If this season doesn't end with the dome crushing every resident and then jumping on to the next small town in the hopes of better story lines i don't know what i'll do....because nothing short of obliterating the entire town will suffice.
 

Iridan 8/27/2013 10:27:43 AM

I really hate to defend this show, but if I remember correctly, Barbie got in a fight with the husband and gun went off. I wouldn't say that Barbie murdered him, but I could be wrong.

As for Julia forgiving Barbie, well her husband pretty much ruined her life, so I don't think she has too much sympathy for him.  Of course the life insurance policy is currently meaningless, but she realized in the end he tried to do something to make amends. That's not to say that her reaction was realistic, but there is at least some internal logic to it.

I was thinking the same thing about the lake and the water shortage. That could be the biggest logic gap I've ever seen in a TV show or movie. Dumb, dumb, dumb.

And I didn't think it could be possible, but I think the acting was worse in this episode than any other.

F

F,F,F,F,F,F,F

F

jd25u 8/27/2013 10:33:20 PM

 Oh my God, why do I keep watching this show??  It is so sad to see Dean Norris (Hank) stuck with such a suck-b*llz Role in this show.  They should have kept this to one season.  The wheels are a spinning.

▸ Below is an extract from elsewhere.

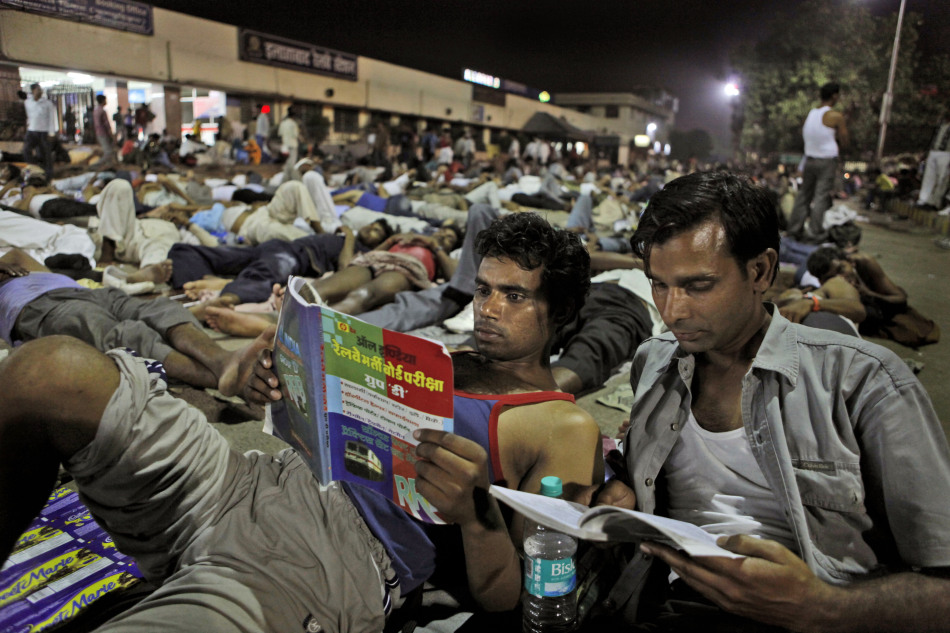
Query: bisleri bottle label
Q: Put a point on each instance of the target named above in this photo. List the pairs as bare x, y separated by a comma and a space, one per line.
549, 578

ddiaz28 8/28/2013 9:09:58 AM

This was a pretty dumb episode but I'm still enjoying it enough to keep it on my second screen at work while I work on the other.

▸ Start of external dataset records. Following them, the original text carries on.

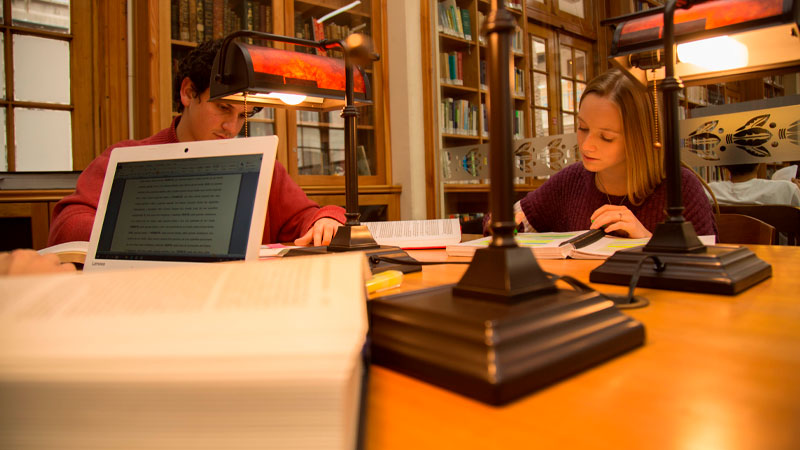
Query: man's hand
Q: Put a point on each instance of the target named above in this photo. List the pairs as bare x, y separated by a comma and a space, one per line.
26, 261
320, 233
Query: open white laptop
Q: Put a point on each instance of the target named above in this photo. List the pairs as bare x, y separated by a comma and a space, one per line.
189, 202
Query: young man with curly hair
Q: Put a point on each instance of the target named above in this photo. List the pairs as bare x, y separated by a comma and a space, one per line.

As far as the water thing several people mentioned, in that episode someone explained that there was soem sort of gas pocket the dome cut into and it contaminated the lake.  They showed a shot of all the dead fish. 

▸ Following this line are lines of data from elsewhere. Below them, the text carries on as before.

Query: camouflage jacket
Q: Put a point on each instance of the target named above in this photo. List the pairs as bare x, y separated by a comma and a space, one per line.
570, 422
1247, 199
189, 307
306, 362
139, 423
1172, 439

I agree with karas that they could be pulling more interesting things from the book instead of inserting stupid plots like this fight club.  And yes, the town turning to this type of entertainment in only a week seemed ludicrous. 

And I can believe Julia's apathy towards Dale's reveal.  It's obvious her marriage was on the rocks before all this happened seeing as it didn't take much for her to sleep with another man.  Plus the fact that she finds out he did it to himself. 

My biggest problem is that in the book, Big Jim is the big baddie and I hated him every second I was reading about him, which made him a great villain.  But others keep emerging as villains here above Jim when I'd rather him be the main guy to hate.

ashamel 8/28/2013 11:14:34 PM

I really hope the woman threw herself off the boat deliberately, and has thus escaped. Otherwise the whole thing would be flat and pointless (which at least would make it consistent).

Although I think she said she had only recently returned to Chester's Mill, which is why Big Jim didn't know who she was.

ReleaseTheseFeces 8/29/2013 8:23:28 PM

@SloPoke23 That is the most intelligent review yet. Nevermind that blowhard Henley.

rkngl 8/31/2013 5:14:45 PM

Loved the dialogues on this one. I was always expecting them to say things like "Hello, I'm your girlfriend you have not yet slept with who lost her mother to diabetes just 48 hours ago. How is you reckless sister who was sequestered for days inside an atomic shelter we have not been already told about?" or "I feel sad about the fact that we have lost our sheriff on the first episode, who had a pacemaker and loved me as the daughter he never had because his son died because of drugs, have we already told you about him?" For a while it remebered me of some Fringe episodes when the actors spent minutes spewing expository dialogues about things they were supposed to know and share but somehow felt the need to talk about it in a useless way so viewers could remember the backstory...

Or dialogues like "hey your sister has a butterfly tattoo, how come you didn't think about it when we are desesperately looking for something relating to butterflies?" "Because the scriptwriters are sleeping on the job?"